Yapımcılar ve İzleyicilerin Savunması
Dizi yapımcısı İzzet Pinto ve birçok senarist ise şu noktalara vurgu yapıyor:
- “Biz toplumun aynasını tutuyoruz, toplumda var olan çatışmaları gösteriyoruz. İzleyici zaten gerçek hayatta bunları yaşıyor.”
- Çatışmasız dizi reyting alamaz; dram olmadan duygusal bağ kurulamaz.
- Aynı dizilerde empati, dayanışma, aile bağları ve affetme gibi pozitif temalar da çok güçlü işleniyor.
- “Kötü karakter” her zaman cezalandırılıyor; izleyiciye “bu davranış yanlıştır” mesajı veriliyor.
Uluslararası dizi dağıtım danışmanı ise şöyle diyor: “Çatışmalı hikâyelerde bile karakterler ahlaki ikilemlerle karşılaşıyor ve çoğu zaman uzlaşma yolunu buluyor. Bu, izleyiciye derinlik katıyor.”
Gerçek Hayat Etkisi: Araştırmalar Ne Diyor?
- 2023’te Mısır’da yapılan bir çalışma: Türk dizilerini düzenli izleyen genç kadınların %38’i “kıskançlık aşkın kanıtıdır” cümlesine katılma eğiliminde.
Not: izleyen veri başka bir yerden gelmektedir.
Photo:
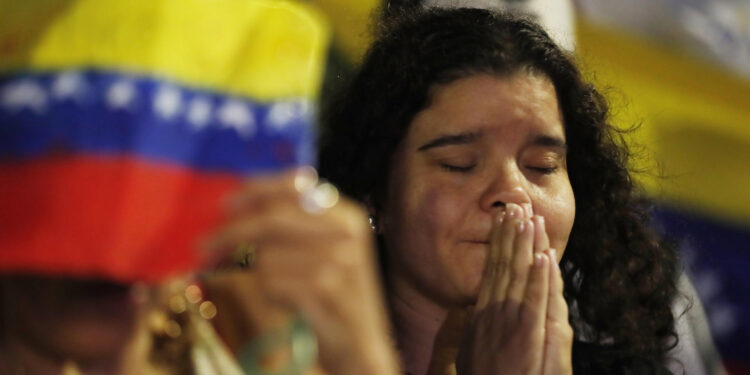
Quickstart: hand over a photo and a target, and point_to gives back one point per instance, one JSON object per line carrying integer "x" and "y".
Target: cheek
{"x": 559, "y": 214}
- Latin Amerika’da 2024 araştırması: İzleyicilerin %62’si dizilerdeki toksik davranışları “abartılı ve gerçek dışı” bulduğunu, sadece %11’i “örnek alınabilir” gördüğünü belirtti.
- Türkiye’de 2022’de yapılan bir yüksek lisans tezi: Düzenli dizi izleyicisi gençlerde “duygusal patlama ile sorun çözme” eğilimi, izlemeyenlere göre %27 daha yüksek.
Sonuç: Tamamen Zehirli mi, Yoksa Karmaşık Bir Ayna mı?
Türk dizileri ne tamamen masum ne de tamamen zehirli. Evet, toksik ilişki dinamiklerini ve öfke patlamalarını sıkça gösteriyor ama aynı zamanda:
- Bu davranışların bedelini ödettiriyor,
- Empati, fedakârlık ve aile birliğini yüceltiyor,
- İzleyiciyi “iyi-kötü” ayrımı yapmaya zorluyor.
Yani sorun dizinin kendisinden çok izleyicinin eleştirel bakış açısında bitiyor. 13 yaşındaki bir genç “böyle aşık olmalıyım” diye izliyorsa risk var; 30 yaşındaki bir yetişkin “ne kadar abartılı ve dramatik” diye gülerek izliyorsa sorun yok.
Kısacası Türk dizileri toksik ilişkileri “teşvik etmiyor”, ama yeterince eleştirel izlenmezse normalleştirebiliyor.